The first project for Web Search Engine
Filelist:
readme.txt
explain.txt
config.ini program parameters' configuraton
crawler.py main program
core.engine.py load config file and manage the parser queue and download queue
core.downloader.py downloader implementation assgins download tasks to thread pool
core.parser.py parser implementation assgins parse tasks to thread pool
core.searchgoogle.py Google search API implementation
models.configuration.py load all configurations from local file and remote mysql
models.html.py the data structure maintain the crawled page infomation
models.safe_dic.py implementation of dictionary with lock
models.safe_queue.py implementation of queue with lock
models.safe_loop_array.py implementation of array with lock
models.status.py system global variables
include.database_manager.py interact with remote mysql
include.database.py sql executer
include.log.py implementation of logger
include.setting.py read program parameters from local configuration file
include.thread_pool.py implementation of a thread pool
strategies.bookmarkhandler.py handle page anchor
strategies.cgihandler.py block url address with cgi in it
strategies.earlyvisithandler.py block pages visited before
strategies.filetypehandler.py decide whether a page is crawable according to its MIME type
strategies.linksextractor.py extract links from a downloaded page
strategies.nestlevelhandler.py block pages exceed a cetain depth in a site
strategies.omitindex.py omit the part of 'index.htm','main.htm',etc with in a url
strategies.robotexclusionrulesparser.py a robot exclusion rules parser
strategies.robothandler.py decide whether a page is crawable according to the robot.txt
strategies.schemehandler.py scheme whitelist
strategies.urlextender.py extend partial url
www.
Program parameters:
The config.ini file contains runtime parameters: Downloader.Threadnum The number of thread for download Downloader.SavePath The directory stores the downloaded pages
Parser.Threadnum The number of thread for parse
Parser.Nestlevel The maximum depth of a page in a website
seed.keywords The search key words
seed.result_num The result num returned from the Google API
Mysql.host mysql hostname
Mysql.user mysql username
Mysql.passwd mysql passwprd
Mysql.db mysql database name
Desgin:
# Engine
----------------------
Engine is the main controller in the crawler.
It has:
-a downloader object and a parser object,
-two safe queues each for the download and parse tasks,
-a status object holding the global status variables for the crawler,
-a mysql manager,
-objects for every filter strategy,the safe dictionary within the object of earlyvisithandler actually maintains the tree structure of the visited url
Once the Engine starts up:
-it first apply the filter rules to the seeds from the Google API, and then load the valid ones into the download queue;
-it starts two threads each keep checking the download queue and parse queue, once a html task is found in the queues, it is then assigned to the downloader or the parser;
-The downloader will return html tasks to be parse and push them into the parse queue, and the parser will return the html tasks to be download and push them into the download queue;
-it starts a thread keep checking the status of the crawler and post runtime info to remote mysql;
# Parser
----------------------
Parser will assgin the parsing tasks passed from engine to the thread pool object it maintains
Except applying filtering rules when loading seeds from Google API to download queue in the engine, we mainly apply all the filtering rules in parser:
-robothandler check against robot exclusion rules through robot.txt, it maintains a dictionary,
of which the key is the url's homesite, the value is a object of robotexclutionrulesparser.

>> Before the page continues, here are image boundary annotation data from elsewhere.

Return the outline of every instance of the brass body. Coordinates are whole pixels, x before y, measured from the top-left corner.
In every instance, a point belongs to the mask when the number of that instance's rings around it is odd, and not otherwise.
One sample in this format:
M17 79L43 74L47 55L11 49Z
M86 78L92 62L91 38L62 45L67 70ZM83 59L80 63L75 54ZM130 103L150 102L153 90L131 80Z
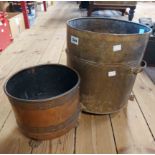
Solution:
M139 34L139 29L144 33ZM83 111L107 114L127 103L136 74L143 68L150 31L140 24L107 18L68 21L67 63L81 76ZM72 42L71 36L78 42ZM117 45L121 49L115 52ZM108 75L111 71L115 75Z
M35 72L35 67L29 68L30 71L31 69ZM68 92L37 100L20 99L10 95L6 87L8 81L4 91L12 105L17 124L26 136L34 139L51 139L76 127L80 114L79 78L77 84Z

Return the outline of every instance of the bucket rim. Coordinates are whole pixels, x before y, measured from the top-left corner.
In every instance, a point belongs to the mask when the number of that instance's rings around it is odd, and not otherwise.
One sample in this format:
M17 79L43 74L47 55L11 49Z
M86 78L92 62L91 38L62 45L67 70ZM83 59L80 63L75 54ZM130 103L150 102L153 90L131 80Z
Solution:
M35 68L35 67L40 67L40 66L62 66L62 67L68 68L68 69L72 70L72 71L77 75L78 80L77 80L76 84L75 84L71 89L65 91L64 93L62 93L62 94L60 94L60 95L56 95L56 96L49 97L49 98L46 98L46 99L34 99L34 100L32 100L32 99L30 99L30 100L22 99L22 98L15 97L15 96L11 95L11 94L7 91L7 89L6 89L7 83L8 83L8 81L9 81L13 76L15 76L16 74L18 74L18 73L20 73L20 72L22 72L22 71L25 71L25 70L28 70L28 69L31 69L31 68ZM66 66L66 65L63 65L63 64L56 64L56 63L53 63L53 64L39 64L39 65L30 66L30 67L21 69L21 70L15 72L14 74L12 74L12 75L5 81L5 83L4 83L4 85L3 85L3 90L4 90L5 94L6 94L8 97L10 97L10 98L12 98L12 99L14 99L14 100L21 101L21 102L27 102L27 103L29 103L29 104L33 104L33 103L39 103L39 102L46 102L46 101L55 100L55 99L58 99L58 98L60 98L60 97L65 96L65 95L68 95L70 92L74 91L76 88L79 89L79 87L80 87L80 86L79 86L79 85L80 85L80 81L81 81L81 78L80 78L79 73L78 73L75 69L73 69L73 68L71 68L71 67L69 67L69 66Z
M106 19L106 20L114 20L114 21L120 21L120 22L125 22L125 23L130 23L130 24L136 24L136 25L139 25L139 26L143 26L143 27L146 27L149 29L149 31L147 32L144 32L142 34L140 33L131 33L131 34L126 34L126 33L122 33L122 34L118 34L118 33L103 33L103 32L95 32L95 31L89 31L89 30L82 30L82 29L79 29L79 28L75 28L73 26L71 26L69 24L69 22L71 21L74 21L74 20L79 20L79 19ZM135 36L135 35L145 35L145 34L150 34L152 32L152 29L144 24L140 24L140 23L136 23L136 22L133 22L133 21L126 21L126 20L122 20L122 19L116 19L116 18L107 18L107 17L79 17L79 18L72 18L72 19L69 19L67 20L67 26L74 29L74 30L78 30L78 31L81 31L81 32L87 32L87 33L95 33L95 34L102 34L102 35L109 35L109 36Z

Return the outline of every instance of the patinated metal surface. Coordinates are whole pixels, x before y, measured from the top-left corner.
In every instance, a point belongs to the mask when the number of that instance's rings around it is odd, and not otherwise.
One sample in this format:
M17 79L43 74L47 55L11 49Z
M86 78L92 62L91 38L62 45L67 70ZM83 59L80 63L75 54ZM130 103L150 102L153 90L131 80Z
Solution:
M139 34L140 29L144 30ZM67 48L80 58L106 64L140 64L151 29L133 22L107 18L79 18L68 21ZM78 45L71 43L78 38ZM116 46L121 50L114 51Z
M55 69L51 70L52 67ZM71 79L66 80L69 76ZM80 113L79 82L77 72L63 65L41 65L13 75L6 82L4 90L21 131L34 139L51 139L75 127ZM26 84L24 88L21 83ZM14 92L15 89L19 96ZM25 90L30 93L27 92L24 97ZM38 93L42 94L39 96Z
M107 114L128 101L150 29L107 18L79 18L67 24L67 63L81 76L83 110Z

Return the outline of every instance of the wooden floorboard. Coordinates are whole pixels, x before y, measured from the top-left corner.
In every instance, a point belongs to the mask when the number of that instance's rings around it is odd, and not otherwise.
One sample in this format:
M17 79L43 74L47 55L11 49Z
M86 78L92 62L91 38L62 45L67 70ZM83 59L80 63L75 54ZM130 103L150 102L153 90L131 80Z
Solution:
M25 67L66 64L66 21L82 15L76 2L54 3L0 54L0 153L155 153L155 86L145 73L137 76L134 100L118 113L81 114L76 129L54 140L35 141L19 131L3 92L6 79Z

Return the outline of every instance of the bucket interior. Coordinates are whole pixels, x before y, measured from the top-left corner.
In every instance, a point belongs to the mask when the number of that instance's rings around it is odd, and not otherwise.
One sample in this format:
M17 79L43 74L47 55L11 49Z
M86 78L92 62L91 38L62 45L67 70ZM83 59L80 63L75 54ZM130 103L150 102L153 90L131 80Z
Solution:
M72 89L79 77L63 65L42 65L25 69L6 83L6 92L26 100L47 99Z
M78 18L70 20L68 25L78 30L112 34L143 34L151 31L138 23L109 18Z

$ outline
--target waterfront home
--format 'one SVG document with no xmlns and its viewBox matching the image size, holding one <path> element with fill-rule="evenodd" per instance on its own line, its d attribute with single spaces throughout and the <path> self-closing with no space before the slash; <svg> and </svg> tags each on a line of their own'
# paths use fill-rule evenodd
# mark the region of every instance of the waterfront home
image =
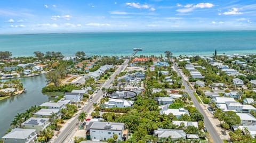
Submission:
<svg viewBox="0 0 256 143">
<path fill-rule="evenodd" d="M 168 104 L 172 104 L 175 100 L 170 97 L 155 97 L 154 100 L 157 102 L 157 104 L 159 105 L 165 105 Z"/>
<path fill-rule="evenodd" d="M 197 80 L 197 81 L 196 81 L 196 84 L 199 87 L 205 87 L 204 81 L 200 81 L 200 80 Z"/>
<path fill-rule="evenodd" d="M 43 68 L 40 66 L 36 65 L 32 68 L 33 71 L 41 71 L 43 70 Z"/>
<path fill-rule="evenodd" d="M 18 66 L 4 66 L 4 71 L 15 71 L 18 70 Z"/>
<path fill-rule="evenodd" d="M 134 101 L 125 99 L 110 99 L 108 102 L 105 102 L 104 104 L 106 108 L 111 107 L 131 107 L 133 105 Z"/>
<path fill-rule="evenodd" d="M 158 140 L 171 137 L 172 140 L 183 138 L 186 139 L 186 134 L 183 130 L 165 129 L 158 128 L 154 130 L 154 135 L 157 137 Z"/>
<path fill-rule="evenodd" d="M 233 82 L 235 85 L 242 86 L 244 85 L 244 81 L 238 78 L 233 79 L 232 80 Z"/>
<path fill-rule="evenodd" d="M 57 118 L 60 117 L 60 111 L 59 109 L 41 109 L 34 114 L 38 117 L 51 118 L 52 113 L 55 113 Z"/>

-earlyvisithandler check against the url visited before, it maintains a dictionary,
of which the key is the md5 hashcode of the url, the value is the url's corresponding html object.
-cgihandler block the url with cgi in it
-bookmarkhandler block the link of page anchor
-filetypehandler block the url according to the MIME type
-nestlevelhandler block url exceed a cetain depth in a site
-omitindex omit the part of 'index.htm','main.htm',etc with in a url
-schemehandler block the scheme outside the scheme whitelist
-urlextender return the complete url
# Downloader
----------------------
Downloader will assgin the download tasks passed from engine to the thread pool object it maintains;
The timeout is set as 2 secs, then it returns a exception;
It saves download files to local directory
# Html
----------------------
It stores the information of a certain url and its corresponding page data:
_url initial url and the extended url
_scheme scheme of the url
_hostname hostname of the url
_md5 md5 hash code of the url
_id download sequence
_depth distance to the initial seed
_parent parent Html object
_return_code 200, 404, etc
_data text within the page
_data_size size of data
_crawled_time download time